Hardaway Jr. is certainly right whenever he says a lot of guys never reach the level he and Burke did. A lot of guys on his team can’t say that either!
Next to Hardaway Jr.’s locker sits Dorian Finley-Smith. The third year-forward had an exciting first year on the court at the University of Florida after transferring there from Virginia Tech. The 2013-2014 Florida Gators made it to the Final Four that was interestingly held at AT&T Stadium in Arlington. It was a lot to take in for Finley-Smith.
“It’s crazy,” he said before last Monday’s game against Philadelphia. “Everyone’s going one hundred miles per hour for the tournament.” That Florida team, still under the guidance of the now Oklahoma City Thunder coach Billy Donovan, was a number one seed in their region, but would fall to the eventual champion University of Connecticut Huskies team led by Madness phenom Shabazz Napier that was a #7 seed.

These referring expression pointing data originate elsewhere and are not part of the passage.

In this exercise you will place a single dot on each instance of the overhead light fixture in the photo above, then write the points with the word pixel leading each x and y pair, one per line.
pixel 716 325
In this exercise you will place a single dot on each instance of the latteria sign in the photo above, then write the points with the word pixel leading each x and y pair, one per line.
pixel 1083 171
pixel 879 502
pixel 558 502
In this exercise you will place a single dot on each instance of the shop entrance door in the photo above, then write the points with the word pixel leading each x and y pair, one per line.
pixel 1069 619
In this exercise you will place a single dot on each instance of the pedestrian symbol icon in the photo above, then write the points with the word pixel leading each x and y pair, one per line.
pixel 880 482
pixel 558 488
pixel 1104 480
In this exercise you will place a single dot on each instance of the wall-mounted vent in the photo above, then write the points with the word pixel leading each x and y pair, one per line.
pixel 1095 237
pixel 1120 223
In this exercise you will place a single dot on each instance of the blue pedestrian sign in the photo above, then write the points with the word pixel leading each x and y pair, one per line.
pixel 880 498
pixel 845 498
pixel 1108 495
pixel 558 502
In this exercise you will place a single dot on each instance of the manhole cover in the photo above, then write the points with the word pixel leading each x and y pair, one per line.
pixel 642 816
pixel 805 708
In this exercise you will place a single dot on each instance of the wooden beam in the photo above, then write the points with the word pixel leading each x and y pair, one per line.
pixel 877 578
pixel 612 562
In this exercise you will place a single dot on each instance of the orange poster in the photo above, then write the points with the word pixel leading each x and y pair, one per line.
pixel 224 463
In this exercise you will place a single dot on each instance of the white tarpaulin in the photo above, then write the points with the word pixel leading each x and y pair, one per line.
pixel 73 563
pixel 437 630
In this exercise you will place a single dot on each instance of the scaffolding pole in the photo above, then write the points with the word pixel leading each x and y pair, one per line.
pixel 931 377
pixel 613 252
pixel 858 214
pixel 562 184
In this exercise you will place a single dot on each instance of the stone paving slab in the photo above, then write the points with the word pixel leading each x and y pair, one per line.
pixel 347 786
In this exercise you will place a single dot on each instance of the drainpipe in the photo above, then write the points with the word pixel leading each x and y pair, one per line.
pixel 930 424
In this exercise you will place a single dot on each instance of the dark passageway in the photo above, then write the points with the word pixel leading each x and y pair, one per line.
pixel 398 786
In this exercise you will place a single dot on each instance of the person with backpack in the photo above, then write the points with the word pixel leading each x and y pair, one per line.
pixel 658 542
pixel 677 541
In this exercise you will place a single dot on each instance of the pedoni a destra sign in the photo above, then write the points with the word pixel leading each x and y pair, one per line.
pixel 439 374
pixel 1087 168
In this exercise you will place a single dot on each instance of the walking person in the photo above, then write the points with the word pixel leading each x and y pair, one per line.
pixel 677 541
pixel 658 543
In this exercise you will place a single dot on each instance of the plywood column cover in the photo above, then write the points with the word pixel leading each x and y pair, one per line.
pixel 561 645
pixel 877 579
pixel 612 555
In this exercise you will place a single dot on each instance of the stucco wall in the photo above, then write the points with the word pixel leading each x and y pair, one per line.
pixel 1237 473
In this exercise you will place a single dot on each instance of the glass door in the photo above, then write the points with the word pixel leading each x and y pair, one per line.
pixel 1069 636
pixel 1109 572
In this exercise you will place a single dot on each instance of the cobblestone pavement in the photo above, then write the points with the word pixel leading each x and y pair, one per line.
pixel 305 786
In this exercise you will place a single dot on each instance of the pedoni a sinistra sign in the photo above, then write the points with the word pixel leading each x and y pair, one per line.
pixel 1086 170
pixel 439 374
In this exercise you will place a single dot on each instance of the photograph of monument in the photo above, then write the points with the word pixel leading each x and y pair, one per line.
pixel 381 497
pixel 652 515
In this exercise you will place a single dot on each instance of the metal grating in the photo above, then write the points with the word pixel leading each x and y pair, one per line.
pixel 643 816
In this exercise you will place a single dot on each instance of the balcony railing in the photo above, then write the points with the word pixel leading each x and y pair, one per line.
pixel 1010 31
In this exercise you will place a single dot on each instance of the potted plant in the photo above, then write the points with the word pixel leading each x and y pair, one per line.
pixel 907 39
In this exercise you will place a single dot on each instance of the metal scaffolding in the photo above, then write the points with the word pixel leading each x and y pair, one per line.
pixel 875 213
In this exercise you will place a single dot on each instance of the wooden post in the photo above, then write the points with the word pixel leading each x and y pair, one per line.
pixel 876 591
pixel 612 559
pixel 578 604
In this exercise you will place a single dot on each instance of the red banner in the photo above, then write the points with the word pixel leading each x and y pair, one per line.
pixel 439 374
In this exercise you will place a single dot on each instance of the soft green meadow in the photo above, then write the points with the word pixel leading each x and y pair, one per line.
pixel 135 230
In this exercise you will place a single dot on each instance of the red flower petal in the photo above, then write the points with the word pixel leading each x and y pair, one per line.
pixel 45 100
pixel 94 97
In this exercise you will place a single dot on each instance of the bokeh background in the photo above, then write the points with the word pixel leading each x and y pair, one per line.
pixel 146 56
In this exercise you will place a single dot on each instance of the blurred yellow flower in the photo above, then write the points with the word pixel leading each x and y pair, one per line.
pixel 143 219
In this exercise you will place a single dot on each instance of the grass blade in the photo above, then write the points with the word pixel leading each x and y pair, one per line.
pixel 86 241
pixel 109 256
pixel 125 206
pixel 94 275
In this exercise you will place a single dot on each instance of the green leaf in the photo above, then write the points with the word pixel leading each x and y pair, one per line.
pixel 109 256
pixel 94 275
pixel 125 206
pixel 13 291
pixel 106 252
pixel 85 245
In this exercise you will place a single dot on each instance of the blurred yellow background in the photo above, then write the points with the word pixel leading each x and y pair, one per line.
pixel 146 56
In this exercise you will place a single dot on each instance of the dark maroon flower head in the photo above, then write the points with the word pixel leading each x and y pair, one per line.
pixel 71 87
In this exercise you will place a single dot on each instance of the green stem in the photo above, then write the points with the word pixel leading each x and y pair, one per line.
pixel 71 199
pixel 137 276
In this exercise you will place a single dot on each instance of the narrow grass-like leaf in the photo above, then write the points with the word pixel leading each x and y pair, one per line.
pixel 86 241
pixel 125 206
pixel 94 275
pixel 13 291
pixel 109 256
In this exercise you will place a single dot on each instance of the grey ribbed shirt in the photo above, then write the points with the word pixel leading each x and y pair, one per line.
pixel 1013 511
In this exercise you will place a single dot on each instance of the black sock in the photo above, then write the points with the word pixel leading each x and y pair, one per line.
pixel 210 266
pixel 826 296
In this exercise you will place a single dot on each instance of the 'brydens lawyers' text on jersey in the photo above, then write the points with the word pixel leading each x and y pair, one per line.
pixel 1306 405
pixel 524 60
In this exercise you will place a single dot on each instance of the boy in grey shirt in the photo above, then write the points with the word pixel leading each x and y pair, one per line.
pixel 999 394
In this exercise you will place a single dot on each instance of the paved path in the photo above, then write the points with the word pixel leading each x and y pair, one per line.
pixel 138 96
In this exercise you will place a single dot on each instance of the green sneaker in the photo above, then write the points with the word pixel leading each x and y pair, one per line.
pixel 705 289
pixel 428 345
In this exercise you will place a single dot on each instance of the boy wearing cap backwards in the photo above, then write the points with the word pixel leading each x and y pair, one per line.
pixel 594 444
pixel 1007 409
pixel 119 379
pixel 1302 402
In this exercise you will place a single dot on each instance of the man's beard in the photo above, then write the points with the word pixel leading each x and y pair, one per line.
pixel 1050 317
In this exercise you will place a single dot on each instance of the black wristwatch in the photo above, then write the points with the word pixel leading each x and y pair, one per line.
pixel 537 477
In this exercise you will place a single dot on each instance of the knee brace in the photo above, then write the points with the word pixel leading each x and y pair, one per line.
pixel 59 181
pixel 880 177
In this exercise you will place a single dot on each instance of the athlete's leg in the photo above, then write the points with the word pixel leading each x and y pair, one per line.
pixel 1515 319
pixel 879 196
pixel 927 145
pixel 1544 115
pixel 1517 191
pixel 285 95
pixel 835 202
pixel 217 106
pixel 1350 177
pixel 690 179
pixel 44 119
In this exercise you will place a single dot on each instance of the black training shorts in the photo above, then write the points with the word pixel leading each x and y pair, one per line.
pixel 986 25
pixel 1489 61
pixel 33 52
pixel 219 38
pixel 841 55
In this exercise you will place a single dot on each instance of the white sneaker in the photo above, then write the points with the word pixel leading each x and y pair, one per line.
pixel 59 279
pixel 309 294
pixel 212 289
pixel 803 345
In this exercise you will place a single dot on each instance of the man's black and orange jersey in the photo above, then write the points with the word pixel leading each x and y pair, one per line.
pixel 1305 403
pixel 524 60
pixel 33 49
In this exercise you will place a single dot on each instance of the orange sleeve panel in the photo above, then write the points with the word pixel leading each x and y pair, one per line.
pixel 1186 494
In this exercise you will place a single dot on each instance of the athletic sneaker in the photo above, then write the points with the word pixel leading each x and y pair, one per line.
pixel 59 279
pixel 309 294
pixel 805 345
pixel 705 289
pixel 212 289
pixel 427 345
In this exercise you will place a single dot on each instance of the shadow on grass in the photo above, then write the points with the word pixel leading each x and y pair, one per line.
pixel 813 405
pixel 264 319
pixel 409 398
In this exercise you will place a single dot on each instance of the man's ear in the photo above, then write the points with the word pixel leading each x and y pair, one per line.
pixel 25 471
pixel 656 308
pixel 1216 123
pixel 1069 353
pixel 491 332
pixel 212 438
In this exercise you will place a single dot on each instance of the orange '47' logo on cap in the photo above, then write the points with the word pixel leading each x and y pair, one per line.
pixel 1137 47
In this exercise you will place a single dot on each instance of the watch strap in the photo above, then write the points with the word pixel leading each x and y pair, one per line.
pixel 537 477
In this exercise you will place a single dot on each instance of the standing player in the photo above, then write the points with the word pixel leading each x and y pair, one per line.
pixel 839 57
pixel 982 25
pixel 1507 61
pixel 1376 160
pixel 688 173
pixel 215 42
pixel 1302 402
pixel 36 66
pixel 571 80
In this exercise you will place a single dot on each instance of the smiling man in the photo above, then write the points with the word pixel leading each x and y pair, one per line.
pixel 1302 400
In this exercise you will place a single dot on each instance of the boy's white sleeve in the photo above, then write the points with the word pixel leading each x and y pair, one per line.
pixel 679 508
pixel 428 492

One Maverick that knows what it was like to pull off some magic as a lower seed is veteran Courtney Lee. In his final season at Western Kentucky in 2008, the Hilltoppers were a #12 seed and managed to make it all the way to the Sweet Sixteen with a buzzer-beater win over a #5 seed Drake in the first round and then a comfortable win over #13 seed San Diego in the Round of 32.
Of course, Courtney Lee holds the memories from those two weeks very closely. “Those are definitely memories you’ll always have. I was with a few of those guys for all four years, so we definitely had a bond. I was just hyped about being in the tournament. It felt like we were finally getting the respect we deserved and what better platform to do that than in the tournament.“
When speaking to various players about their college memories, there’s a universal theme among all of their answers: There’s just nothing like the bond you have with your college teammates whenever you’re playing in March.
“I still talk to the guys I was teammates with when we went to the Final Four,” said Dorian Finney-Smith. “Just winning in college is hard, but winning in the tournament is real hard. You go to practice, class… you’re with each other all of the time. In the NBA, don’t get me wrong, but there’s just a different type of feel. In college you’re struggling more with them in all aspects of life.”
“Even if you went to the school 20 years before, you feel like a part of that team.”
“In college you’re with each other nonstop,” Courtney Lee said. “Staying in the same dorm or the same housing, traveling with them, having class with them, you’re with each other nonstop. When you come into the league (NBA) now, there’s an age range from 18-40. It’s different because people start their families. People have their business outside of basketball that they’re attending to.“
While these guys are removed from the brotherhood of those single-elimination tournament games, those in the Mavericks locker room seem to clearly value their time spent in the NCAA Tournament. Whether it be having their old team’s game on the TV in their locker before or after the game or talking trash with each other during the conference tournament, these guys may wear Mavs jerseys now, but they never forget the pride they felt representing their school in the NCAA Tournament.